Events

March 2, 2021 at 7:45 pm

Lit Fest | Nina Li Coomes Brings Her Writings to OHIO, March 18

Nina Li Coomes, portrait

Nina Li Coomes

By Morgan Riedl

Ohio University’s English Department virtually presents writer Nina Li Coomes for this year’s Spring Literary Festival at 10:30 a.m. on Thursday, March 18.

Coomes is a Japanese and American writer born in Nagoya and currently residing in Chicago, where she is a student at the Litowitz MFA & MA in nonfiction. Her writing has appeared in The Atlantic, EATER, and Catapult, among other places, and has been nominated for a Pushcart Prize and a Chicago Review of Books Award.  Her Longreads essay, “Notes on Citizenship,” which uses her experience having dual citizenship to question how we define home, belonging, and even humanity, was listed as a Notable Mention in Best American Travel Writing 2020. In 2018 she was an Aspen Summer Words Fellow in Memoir, and in 2019 a Tin House Scholar. In addition to her creative nonfiction, she has published both fiction and poetry including Haircut Poems, a chapbook published by Dancing Girl Press, and is also a film reviewer and regular contributor at the Chicago READER.
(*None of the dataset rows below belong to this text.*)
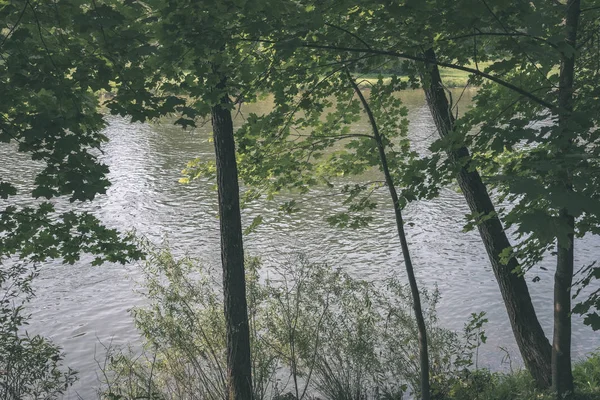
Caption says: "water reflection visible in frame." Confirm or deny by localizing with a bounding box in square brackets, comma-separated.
[0, 91, 600, 399]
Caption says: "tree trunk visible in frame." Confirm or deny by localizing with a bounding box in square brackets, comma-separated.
[346, 71, 431, 400]
[211, 80, 252, 400]
[424, 49, 552, 388]
[552, 0, 581, 398]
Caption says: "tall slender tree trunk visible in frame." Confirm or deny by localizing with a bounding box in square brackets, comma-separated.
[346, 71, 431, 400]
[424, 49, 552, 388]
[211, 79, 252, 400]
[552, 0, 581, 398]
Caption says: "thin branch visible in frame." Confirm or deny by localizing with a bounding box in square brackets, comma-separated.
[241, 39, 557, 110]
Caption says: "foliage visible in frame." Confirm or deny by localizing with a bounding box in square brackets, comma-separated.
[0, 264, 76, 400]
[104, 245, 482, 400]
[0, 0, 141, 263]
[447, 353, 600, 400]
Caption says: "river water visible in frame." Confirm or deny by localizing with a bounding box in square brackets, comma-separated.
[0, 91, 600, 399]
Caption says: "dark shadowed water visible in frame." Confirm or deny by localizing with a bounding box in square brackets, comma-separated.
[0, 91, 600, 399]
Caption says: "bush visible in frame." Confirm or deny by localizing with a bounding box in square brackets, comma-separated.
[102, 249, 473, 400]
[0, 262, 75, 400]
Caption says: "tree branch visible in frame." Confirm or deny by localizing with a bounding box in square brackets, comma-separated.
[240, 38, 557, 110]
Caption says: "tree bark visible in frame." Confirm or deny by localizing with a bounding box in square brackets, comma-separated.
[424, 49, 552, 388]
[552, 0, 581, 399]
[346, 71, 431, 400]
[211, 80, 253, 400]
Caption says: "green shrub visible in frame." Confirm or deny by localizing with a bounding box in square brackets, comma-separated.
[96, 244, 600, 400]
[98, 245, 472, 400]
[0, 262, 75, 400]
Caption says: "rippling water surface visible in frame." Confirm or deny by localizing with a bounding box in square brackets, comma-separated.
[0, 91, 600, 399]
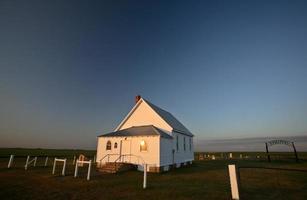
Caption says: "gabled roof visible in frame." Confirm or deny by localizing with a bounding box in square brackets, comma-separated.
[142, 98, 193, 136]
[98, 125, 173, 139]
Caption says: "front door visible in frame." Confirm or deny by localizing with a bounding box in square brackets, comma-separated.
[120, 140, 131, 162]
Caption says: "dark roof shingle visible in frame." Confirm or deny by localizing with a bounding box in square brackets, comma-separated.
[143, 99, 193, 136]
[98, 125, 173, 139]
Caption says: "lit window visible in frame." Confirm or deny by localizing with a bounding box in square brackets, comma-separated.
[106, 140, 112, 150]
[140, 140, 147, 151]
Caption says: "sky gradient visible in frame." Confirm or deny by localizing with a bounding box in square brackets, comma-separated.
[0, 0, 307, 148]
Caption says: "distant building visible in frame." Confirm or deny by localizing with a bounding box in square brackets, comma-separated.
[96, 96, 194, 172]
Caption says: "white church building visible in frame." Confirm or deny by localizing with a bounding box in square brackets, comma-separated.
[96, 96, 194, 172]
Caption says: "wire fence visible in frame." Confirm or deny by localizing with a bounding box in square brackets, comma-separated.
[238, 166, 307, 200]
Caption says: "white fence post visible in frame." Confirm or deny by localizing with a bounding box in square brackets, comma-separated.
[45, 156, 48, 167]
[143, 164, 147, 189]
[25, 156, 30, 170]
[87, 160, 92, 181]
[228, 165, 239, 200]
[52, 158, 56, 174]
[7, 155, 14, 168]
[33, 157, 37, 167]
[72, 156, 76, 165]
[74, 159, 79, 178]
[62, 159, 67, 176]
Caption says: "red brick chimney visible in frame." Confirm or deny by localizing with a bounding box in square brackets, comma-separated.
[135, 95, 141, 103]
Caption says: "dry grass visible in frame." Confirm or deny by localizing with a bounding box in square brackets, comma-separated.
[0, 149, 307, 200]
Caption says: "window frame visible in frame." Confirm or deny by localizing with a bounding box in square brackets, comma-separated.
[106, 140, 112, 151]
[140, 140, 148, 152]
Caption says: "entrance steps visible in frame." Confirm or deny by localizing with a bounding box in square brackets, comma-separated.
[97, 162, 135, 174]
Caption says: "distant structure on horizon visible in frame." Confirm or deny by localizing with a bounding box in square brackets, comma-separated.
[96, 96, 194, 172]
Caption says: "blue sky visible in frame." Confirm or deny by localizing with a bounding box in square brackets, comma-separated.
[0, 0, 307, 148]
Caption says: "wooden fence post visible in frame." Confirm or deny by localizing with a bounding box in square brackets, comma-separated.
[45, 156, 48, 167]
[74, 159, 79, 178]
[33, 157, 37, 167]
[143, 164, 147, 189]
[7, 155, 14, 168]
[87, 160, 92, 181]
[62, 158, 67, 176]
[228, 165, 240, 200]
[52, 158, 56, 174]
[25, 156, 30, 170]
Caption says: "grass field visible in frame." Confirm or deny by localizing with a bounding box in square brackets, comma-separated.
[0, 150, 307, 200]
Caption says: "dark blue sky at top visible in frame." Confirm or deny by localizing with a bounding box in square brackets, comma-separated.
[0, 0, 307, 148]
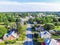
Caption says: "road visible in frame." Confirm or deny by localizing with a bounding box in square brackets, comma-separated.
[24, 23, 33, 45]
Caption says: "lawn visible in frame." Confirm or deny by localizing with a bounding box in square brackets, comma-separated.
[51, 35, 60, 39]
[54, 26, 60, 30]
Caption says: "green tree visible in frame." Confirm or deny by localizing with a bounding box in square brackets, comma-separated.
[0, 27, 7, 38]
[17, 23, 22, 34]
[44, 24, 55, 30]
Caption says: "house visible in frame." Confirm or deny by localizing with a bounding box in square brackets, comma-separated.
[56, 39, 60, 45]
[3, 29, 18, 40]
[39, 31, 51, 38]
[35, 26, 44, 31]
[44, 39, 57, 45]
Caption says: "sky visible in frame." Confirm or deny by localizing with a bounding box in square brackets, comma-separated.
[0, 0, 60, 12]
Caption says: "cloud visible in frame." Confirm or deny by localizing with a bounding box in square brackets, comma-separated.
[0, 1, 60, 12]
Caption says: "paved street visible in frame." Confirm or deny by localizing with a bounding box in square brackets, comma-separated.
[24, 23, 33, 45]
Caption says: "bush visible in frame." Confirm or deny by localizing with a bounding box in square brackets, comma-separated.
[24, 21, 27, 25]
[0, 43, 6, 45]
[44, 24, 55, 30]
[5, 40, 16, 44]
[54, 22, 60, 26]
[0, 27, 7, 38]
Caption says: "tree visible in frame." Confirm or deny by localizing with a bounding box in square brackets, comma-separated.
[0, 27, 7, 38]
[17, 23, 22, 34]
[53, 17, 58, 22]
[29, 18, 34, 24]
[44, 24, 55, 30]
[4, 17, 9, 26]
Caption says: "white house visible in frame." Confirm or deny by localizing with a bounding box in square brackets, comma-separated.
[39, 31, 51, 38]
[44, 39, 57, 45]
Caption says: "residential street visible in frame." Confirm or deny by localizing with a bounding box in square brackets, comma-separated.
[24, 23, 33, 45]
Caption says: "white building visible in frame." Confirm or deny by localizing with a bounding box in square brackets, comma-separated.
[39, 31, 51, 38]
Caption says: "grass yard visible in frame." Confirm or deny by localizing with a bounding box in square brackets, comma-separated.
[51, 35, 60, 39]
[54, 26, 60, 30]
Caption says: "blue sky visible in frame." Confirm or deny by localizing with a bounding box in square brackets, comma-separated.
[0, 0, 60, 3]
[0, 0, 60, 12]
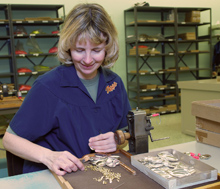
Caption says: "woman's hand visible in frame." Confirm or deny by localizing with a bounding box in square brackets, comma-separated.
[89, 132, 117, 153]
[3, 132, 84, 175]
[43, 151, 84, 176]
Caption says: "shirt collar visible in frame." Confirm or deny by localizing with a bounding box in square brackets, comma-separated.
[60, 65, 116, 87]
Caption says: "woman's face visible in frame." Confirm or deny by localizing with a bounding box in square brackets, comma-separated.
[70, 35, 105, 79]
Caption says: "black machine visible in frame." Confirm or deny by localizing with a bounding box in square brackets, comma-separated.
[115, 109, 169, 154]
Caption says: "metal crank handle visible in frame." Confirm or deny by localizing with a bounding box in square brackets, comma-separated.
[120, 161, 136, 175]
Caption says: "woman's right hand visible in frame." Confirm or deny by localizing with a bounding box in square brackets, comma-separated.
[42, 151, 84, 176]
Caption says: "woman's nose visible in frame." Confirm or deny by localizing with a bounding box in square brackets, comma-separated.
[83, 52, 92, 64]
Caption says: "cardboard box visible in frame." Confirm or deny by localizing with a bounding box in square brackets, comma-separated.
[196, 128, 220, 147]
[192, 100, 220, 147]
[196, 117, 220, 133]
[192, 99, 220, 124]
[185, 11, 200, 22]
[178, 32, 196, 40]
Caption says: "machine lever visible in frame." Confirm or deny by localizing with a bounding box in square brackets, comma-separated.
[149, 133, 170, 142]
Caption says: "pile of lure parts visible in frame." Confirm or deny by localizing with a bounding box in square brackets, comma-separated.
[138, 151, 196, 179]
[85, 155, 121, 184]
[89, 155, 120, 167]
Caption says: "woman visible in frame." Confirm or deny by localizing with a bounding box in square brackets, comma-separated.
[3, 4, 130, 175]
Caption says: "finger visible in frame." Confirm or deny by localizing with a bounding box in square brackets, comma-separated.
[89, 132, 111, 143]
[65, 153, 85, 171]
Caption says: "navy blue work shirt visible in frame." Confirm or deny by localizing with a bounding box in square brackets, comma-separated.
[10, 65, 131, 173]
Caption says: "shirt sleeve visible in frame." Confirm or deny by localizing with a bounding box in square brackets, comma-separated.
[10, 81, 58, 141]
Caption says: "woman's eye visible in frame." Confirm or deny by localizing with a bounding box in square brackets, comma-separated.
[93, 49, 101, 52]
[76, 49, 83, 52]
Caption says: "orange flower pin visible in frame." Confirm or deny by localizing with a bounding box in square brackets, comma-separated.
[105, 82, 118, 94]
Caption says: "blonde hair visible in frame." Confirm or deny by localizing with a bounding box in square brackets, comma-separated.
[58, 4, 119, 68]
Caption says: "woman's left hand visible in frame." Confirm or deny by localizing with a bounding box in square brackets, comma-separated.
[89, 132, 117, 153]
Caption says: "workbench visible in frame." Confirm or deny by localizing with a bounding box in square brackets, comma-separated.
[177, 79, 220, 136]
[0, 141, 220, 189]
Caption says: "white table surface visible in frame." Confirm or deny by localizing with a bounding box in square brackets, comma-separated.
[150, 141, 220, 173]
[0, 141, 220, 189]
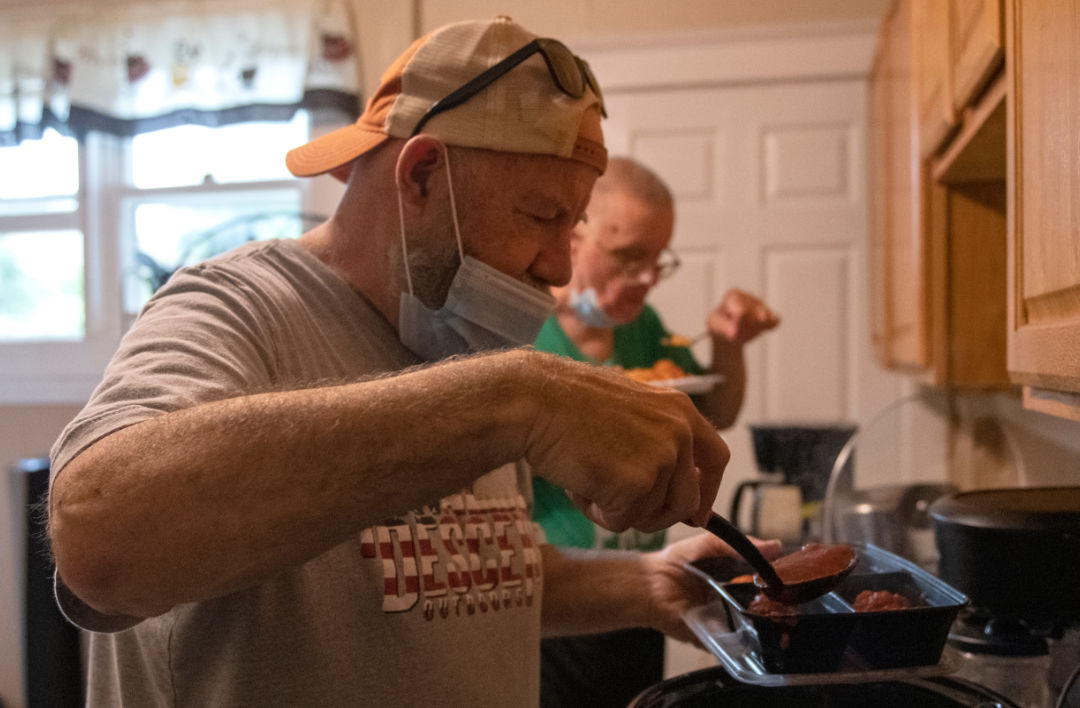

Her essay “On Jellyfish,” published in Wildness and included in their Omnibus edition, earned a nomination for Best American Essays 2019. In this three-part piece, Coomes uses the body of a jellyfish to examine her own experience of depression. With lyrical prose that itself takes on the otherworldly feel of a jellyfish while also exposing the metaphorical implications of how it exists in the world, she is able to dive deep into the question of what it means to be truly alive and, even more so, to want to be. The first time she sees a jellyfish, she describes it this way: “The eyeless jelly glistened on the sand, apathetic and opaque, slumped as if to say ​dead or alive, who cares? Can something with such a thin will be alive?” A few sentences later, the narrator herself becomes the sea creature, submerged in a bathtub, pondering disappearance. Through the translucent lens of the jellyfish, the narrator is able to not just understand her own feelings but also imagine a new way of experiencing the world, ultimately finding a desire to stay in it. In the last of the essay’s three segments, she envisions exchanging her own central nervous system for a jellyfish’s nerve net, in which “neurons scattershot like constellations through their forms, feeling everything at once, but nothing specifically.” She then relives, in a single moment, through a spectacular compression of time, a mosaic of euphoric memories and ecstatic sensations like “the feeling of good cinema, how it pushes your heart just slightly wider; … the way summer sidles up flirtatiously and suddenly you are bare-armed and dancing; walking home; your mother; mama; the slow swivel of your faces towards the light; every morning your father prays ​Thank you God, for fresh air and blue sky​; a preponderance of evidence; a totality flush against your skin; everything specifically and nothing at all.” So, through wearing the cellophane-like skin, she reaches for transcendence and finds her desire to remain here and alive.